I own what appears to be an identical clone of this Anker 12W, the Aukey 12W and I carry one as a backup charger.
The pro you did not mention is:
- this can block just one port.
- that one port can access recessed sockets like no other Anker charger, the type in office desks where you lift a desk flap up and there are a couple of sockets in there, you need basically a charger the same size as the port as anything wider will be prevented by something else in that recess.
- as a backup charger it just what you need, very small as its mostly never used and so its primary design goal is smallness
- that smallness causes the tough decision of where the hinge is placed and the pin length. If you make the pins too short you have a charger which will struggle to stay in the socket. If you make the pins longer then either you place hinge in the center and then you spill-over the socket a little or your hinge goes further to one side and then it struggles in more recessed confined situations as well as being more likely to be pulled out as you offset the force of the USB cables off from the pin hinge, so a constant sideways pull without all the length of a bigger charger to reduce the moment (shear at the socket).
- the USB port depth, if you make deeper you make the charger deeper, so any sideways force is increased. You're complaining about the port being too shallow, well the designer compensated by increasing friction in the port to keep the USB cable in, and yet you're complaining about a deliberate design positive.
The negatives here are ones of necessity of the size.
So why I say buyer error is you do have alternatives:
- if you have to solve the recessed problem, you can do it instead with a cabled charger, like a Powerport5, these use a C19 power cord to the wall socket, so the point of connection is an even narrower simple US port. That also solves things like weak sockets as there is less weight and movement at the wall socket. The Powerport5 type you can even swap the cables for EU or UK sockets you can carry.
- you have the other wall chargers who are bigger, they can both have long folding pins and they place it on the opposite (vertical) side of the USB ports so the weight of the USB cables pulls down which does not pivot on the hinge at its shorter side, so it will tend to stay in the wall socket. That then causes the problem of its much longer than the wall socket so fails in recessed socket situations.

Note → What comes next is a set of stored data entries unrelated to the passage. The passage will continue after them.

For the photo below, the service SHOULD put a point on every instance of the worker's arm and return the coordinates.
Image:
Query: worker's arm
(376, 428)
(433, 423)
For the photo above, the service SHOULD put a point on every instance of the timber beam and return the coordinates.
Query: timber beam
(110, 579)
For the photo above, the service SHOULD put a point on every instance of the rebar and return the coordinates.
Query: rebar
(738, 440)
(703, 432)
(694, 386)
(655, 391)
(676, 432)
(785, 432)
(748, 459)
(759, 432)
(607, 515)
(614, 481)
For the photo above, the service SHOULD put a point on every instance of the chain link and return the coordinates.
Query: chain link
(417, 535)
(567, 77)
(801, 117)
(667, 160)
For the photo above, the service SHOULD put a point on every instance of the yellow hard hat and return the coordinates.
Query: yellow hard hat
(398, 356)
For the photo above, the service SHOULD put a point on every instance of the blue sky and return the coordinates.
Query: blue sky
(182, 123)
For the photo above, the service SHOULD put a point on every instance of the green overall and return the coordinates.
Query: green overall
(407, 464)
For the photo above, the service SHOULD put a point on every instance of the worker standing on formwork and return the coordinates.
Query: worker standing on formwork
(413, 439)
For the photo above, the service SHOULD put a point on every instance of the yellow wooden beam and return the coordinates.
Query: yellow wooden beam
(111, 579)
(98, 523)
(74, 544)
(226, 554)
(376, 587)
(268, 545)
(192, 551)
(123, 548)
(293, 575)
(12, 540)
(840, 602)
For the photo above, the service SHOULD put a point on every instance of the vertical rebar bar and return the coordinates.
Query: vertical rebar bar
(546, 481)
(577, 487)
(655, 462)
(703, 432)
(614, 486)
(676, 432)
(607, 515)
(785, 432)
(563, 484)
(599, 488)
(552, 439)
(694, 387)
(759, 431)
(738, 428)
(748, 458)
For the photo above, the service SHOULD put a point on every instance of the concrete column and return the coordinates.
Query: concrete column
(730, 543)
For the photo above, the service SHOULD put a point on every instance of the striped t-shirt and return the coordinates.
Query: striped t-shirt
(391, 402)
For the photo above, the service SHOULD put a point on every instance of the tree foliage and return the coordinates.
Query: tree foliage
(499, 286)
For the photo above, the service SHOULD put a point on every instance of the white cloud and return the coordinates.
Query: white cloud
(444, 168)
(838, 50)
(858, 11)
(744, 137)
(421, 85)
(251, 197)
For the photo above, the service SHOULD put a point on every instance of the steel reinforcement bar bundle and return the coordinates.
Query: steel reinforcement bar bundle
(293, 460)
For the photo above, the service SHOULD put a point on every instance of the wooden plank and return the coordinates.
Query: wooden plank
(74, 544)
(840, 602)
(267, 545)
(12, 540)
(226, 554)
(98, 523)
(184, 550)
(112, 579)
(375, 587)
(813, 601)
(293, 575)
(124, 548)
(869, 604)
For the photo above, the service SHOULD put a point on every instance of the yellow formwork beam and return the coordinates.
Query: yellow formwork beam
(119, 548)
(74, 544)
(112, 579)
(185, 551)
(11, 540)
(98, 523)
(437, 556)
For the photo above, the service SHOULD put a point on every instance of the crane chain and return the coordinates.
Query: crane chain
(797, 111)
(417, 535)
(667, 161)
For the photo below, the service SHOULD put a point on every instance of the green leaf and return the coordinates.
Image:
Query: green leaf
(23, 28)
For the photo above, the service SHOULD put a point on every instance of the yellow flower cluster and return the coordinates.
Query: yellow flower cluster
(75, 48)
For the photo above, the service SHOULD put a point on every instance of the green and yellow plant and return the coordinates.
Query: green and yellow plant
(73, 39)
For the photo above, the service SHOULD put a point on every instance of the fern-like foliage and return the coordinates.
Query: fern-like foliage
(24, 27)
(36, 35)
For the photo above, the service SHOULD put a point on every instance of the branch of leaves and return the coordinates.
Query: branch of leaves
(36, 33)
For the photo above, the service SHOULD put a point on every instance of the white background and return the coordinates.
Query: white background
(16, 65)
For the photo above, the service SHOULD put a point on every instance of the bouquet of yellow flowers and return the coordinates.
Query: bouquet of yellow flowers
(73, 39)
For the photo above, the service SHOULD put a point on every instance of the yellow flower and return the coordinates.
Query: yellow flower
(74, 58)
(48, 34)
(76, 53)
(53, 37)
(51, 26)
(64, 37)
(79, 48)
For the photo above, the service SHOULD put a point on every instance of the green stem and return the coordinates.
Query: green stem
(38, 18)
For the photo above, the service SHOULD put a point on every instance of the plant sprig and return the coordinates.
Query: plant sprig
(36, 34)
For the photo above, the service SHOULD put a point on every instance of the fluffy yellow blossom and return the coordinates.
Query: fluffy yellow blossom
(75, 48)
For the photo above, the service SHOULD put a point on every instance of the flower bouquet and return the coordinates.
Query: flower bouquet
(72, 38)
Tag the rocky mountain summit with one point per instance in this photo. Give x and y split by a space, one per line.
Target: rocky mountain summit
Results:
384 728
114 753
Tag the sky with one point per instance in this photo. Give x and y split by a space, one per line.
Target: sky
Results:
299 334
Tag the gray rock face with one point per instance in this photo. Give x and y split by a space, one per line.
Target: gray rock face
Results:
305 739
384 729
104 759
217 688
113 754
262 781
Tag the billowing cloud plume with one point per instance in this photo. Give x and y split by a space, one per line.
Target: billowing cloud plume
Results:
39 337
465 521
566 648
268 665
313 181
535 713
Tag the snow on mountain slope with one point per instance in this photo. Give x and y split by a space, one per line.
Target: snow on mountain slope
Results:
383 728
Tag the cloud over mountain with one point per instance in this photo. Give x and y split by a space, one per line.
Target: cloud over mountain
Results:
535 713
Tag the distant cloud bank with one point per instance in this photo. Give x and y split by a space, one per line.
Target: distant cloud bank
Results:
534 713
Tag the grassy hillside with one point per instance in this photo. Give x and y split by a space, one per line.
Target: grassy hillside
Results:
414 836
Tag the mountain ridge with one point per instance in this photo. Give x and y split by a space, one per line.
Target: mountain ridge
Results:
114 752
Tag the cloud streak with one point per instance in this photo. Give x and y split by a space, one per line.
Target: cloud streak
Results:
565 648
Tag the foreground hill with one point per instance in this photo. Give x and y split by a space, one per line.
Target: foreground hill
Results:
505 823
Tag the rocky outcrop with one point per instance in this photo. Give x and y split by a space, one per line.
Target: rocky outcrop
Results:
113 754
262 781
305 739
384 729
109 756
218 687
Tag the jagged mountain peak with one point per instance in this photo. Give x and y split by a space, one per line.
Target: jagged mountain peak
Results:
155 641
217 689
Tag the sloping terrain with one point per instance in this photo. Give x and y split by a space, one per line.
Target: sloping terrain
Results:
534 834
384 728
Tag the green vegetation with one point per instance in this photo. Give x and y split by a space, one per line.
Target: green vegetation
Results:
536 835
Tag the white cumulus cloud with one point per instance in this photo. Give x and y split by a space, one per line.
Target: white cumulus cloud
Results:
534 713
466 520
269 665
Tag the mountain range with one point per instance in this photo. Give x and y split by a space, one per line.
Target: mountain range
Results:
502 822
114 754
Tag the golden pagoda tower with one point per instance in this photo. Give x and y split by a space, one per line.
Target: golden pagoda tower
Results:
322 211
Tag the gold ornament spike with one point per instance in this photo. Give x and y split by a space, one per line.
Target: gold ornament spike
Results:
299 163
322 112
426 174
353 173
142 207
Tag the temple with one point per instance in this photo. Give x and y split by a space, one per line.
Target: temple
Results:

- So we do not have a bad design, we have an optimal design which fits in the compromises of its size, you do need other chargers which are different (Cabled, larger) which make different compromises and overall the idea of one design for all problems is not possible. e.g. a Powerport 5 can fit in any socket and stay there but you then have a much bigger packed size.
Overall, you're stuck with the pros / cons of this form factor, practically every complaint you had, a modified design would cause a different complaint. You should buy other chargers and have a few different types. A Powerport5 is good for even more awkwardly tight spots than this 12W, a Powerport2 is bigger but has less of the USB friction has it has the depth to hold the USB socket fully in.
So I have one of these they suit some situations better than the Powerport2, Powerport4, Powerport5 I also have.